Le soir tombe sur un grand fleuve qui n'est jamais tranquille. Sur la passerelle du pont de chemin de fer, deux hommes, venus de chaque rive, prennent langue, en regardant alentour d'un œil bizarre. En fait ils ne sont pas très loin de la rue où épient, Bloucassel et son collègue.
- Dis-moi ! Ça valait-il la peine de buter ce clown dans les chiottes, l'autre soir ?
- Il avait tout vu, ce cave, et en plus, il voulait nous faire chanter. Je lui troue la durite, ni vu ni connu : je règle le problème, non ?
- Non ! Nada ! Passe encore de faire le jeu à Gatin, mais maintenant mon affaire risque d'être retardée. Je t'avais dit de semer des « bonbons », pas de saigner un mec !

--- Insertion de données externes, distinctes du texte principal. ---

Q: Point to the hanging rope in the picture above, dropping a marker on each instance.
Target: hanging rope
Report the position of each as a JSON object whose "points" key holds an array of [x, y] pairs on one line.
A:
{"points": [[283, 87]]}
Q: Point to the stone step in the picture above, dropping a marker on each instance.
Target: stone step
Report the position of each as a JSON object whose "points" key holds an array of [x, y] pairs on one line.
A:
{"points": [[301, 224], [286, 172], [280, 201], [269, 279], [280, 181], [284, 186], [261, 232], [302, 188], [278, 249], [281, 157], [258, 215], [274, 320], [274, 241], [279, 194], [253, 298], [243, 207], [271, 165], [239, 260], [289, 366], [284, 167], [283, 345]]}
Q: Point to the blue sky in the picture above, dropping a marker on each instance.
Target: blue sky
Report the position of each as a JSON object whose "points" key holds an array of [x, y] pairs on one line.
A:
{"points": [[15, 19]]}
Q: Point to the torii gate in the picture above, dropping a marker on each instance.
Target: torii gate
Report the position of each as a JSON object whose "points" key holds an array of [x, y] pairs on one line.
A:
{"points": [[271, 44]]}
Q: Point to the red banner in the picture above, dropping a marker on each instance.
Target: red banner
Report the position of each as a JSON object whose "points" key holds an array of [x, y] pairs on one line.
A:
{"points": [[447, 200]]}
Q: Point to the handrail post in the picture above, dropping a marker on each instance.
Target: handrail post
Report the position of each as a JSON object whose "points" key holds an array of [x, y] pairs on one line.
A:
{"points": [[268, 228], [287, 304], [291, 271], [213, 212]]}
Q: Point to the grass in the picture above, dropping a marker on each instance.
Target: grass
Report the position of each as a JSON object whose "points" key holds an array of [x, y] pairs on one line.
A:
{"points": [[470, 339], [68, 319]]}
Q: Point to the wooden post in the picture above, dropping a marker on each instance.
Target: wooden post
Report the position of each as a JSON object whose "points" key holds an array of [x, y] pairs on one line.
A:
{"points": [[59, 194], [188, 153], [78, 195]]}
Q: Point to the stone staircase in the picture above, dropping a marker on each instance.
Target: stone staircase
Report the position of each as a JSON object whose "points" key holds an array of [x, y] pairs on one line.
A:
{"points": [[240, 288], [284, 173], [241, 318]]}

- De quoi, tu te plains ! La boutique est fermée, tu vas bientôt pouvoir acheter ! La poule, elle ne sait rien, j'ai déjà vérifié…
- Mais toi, tu sais tout, pauvre con ! …
Un train passe : roulement de tonnerre. Tillijac plonge la main dans sa poche, il ne fait pas les choses à moitié : il sort un pistolet et tue son homme de main.